12 Audibles: Does the CFL have a Toronto problem? A big-city problem?

Welcome to another week of 12 Audibles, our weekly look at storylines from around the CFL. This time around, we start with an off-the-field analysis...

1. Does the CFL have a Toronto problem? Through nine weeks of the season, one of the biggest off-season storylines hasn't worked out the way many hoped. The Argonauts' move to BMO Field was one of the most important stories to watch this year, and with a newly-renovated stadium, a tailgating experience and ambitious marketing plans, there was some optimism they might be able to break the recent cycle of playing well on the field and struggling off it. The question was still if fans would come, though. Things started off well off the field, with the team pulling in 24,812 for their season opener (short of the stadium's 27,000 capacity, but 95 per cent full, which is impressive considering where things had been) and more questions being raised about the team's on-field play thanks to a 42-20 loss to Hamilton. Since then, though, the official attendance hasn't been impressive; 12,373 showed up at BMO Field for a game against Ottawa (pictured above, from the Toronto's News blog), 16,048 were there for a game against Montreal, 15,063 were there against Winnipeg, and 15,157 were there against Edmonton.

Those numbers have provoked a lot of media discussion and even some apocalyptic talk, and it's easy to see why. That's an average of 16,690 fans per home game if you include that opener, 14,660 if you don't. Both of those numbers are way under the league-wide season average so far of 24,193 (as per CFLDB). Granted, there are some additional circumstances to consider; the Ottawa and Montreal games were on Wednesday and Monday respectively (but the Winnipeg and Edmonton ones didn't do better than the Montreal game, and they were on Friday and Saturday respectively), there have been issues with heat and with other events going on (such as preparations for that Honda Indy Toronto race, which made it harder to get to BMO Field for that Ottawa game), the team has played horribly at home (they're 1-4 there so far), and summer often sees a lot of Argonauts fans out of town at their cottages. Still, those Friday and Saturday games should have helped, as should have their cross-promotion with the ongoing Canadian National Exhibition. It is quite possible that this attendance could improve as the year goes on, especially if the team starts playing well at home and building some buzz, but let's first evaluate it for what it actually is right now. Is an average attendance of 16,690 or 14,660 disastrous for the Argos?

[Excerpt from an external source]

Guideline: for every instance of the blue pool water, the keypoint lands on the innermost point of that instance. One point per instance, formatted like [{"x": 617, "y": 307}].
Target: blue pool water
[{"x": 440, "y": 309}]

The answer is "not necessarily." Let's take a look at what the Argonauts' finances might be. The team is privately owned (split between Bell and Larry Tanenbaum's Kilmer Group), so their financial reports aren't public, but as we've done in previous years, we can get an estimate of what they're making and spending based on CFL finances that are publicly reported. There are two important numbers that we do know; the salary cap ($5.1 million this year) and the league dispersements to clubs (mostly revenue from the TV/radio/internet rights deal with TSN, but some other things are included in this; this was $4,204,850 per club in 2015, as shown by the Eskimos' financials.) Thus, each team will likely get around $4.2 million (maybe more; it was $4,344,817 in 2014) from the league, and they can pay a maximum of $5.1 million in salaries to players (with some caveats: for example, players on the six-game injured list don't count against the cap). So, even if the Argos spend right up to the cap, the biggest loss they could have from player salaries versus TV revenue would be only $900,000.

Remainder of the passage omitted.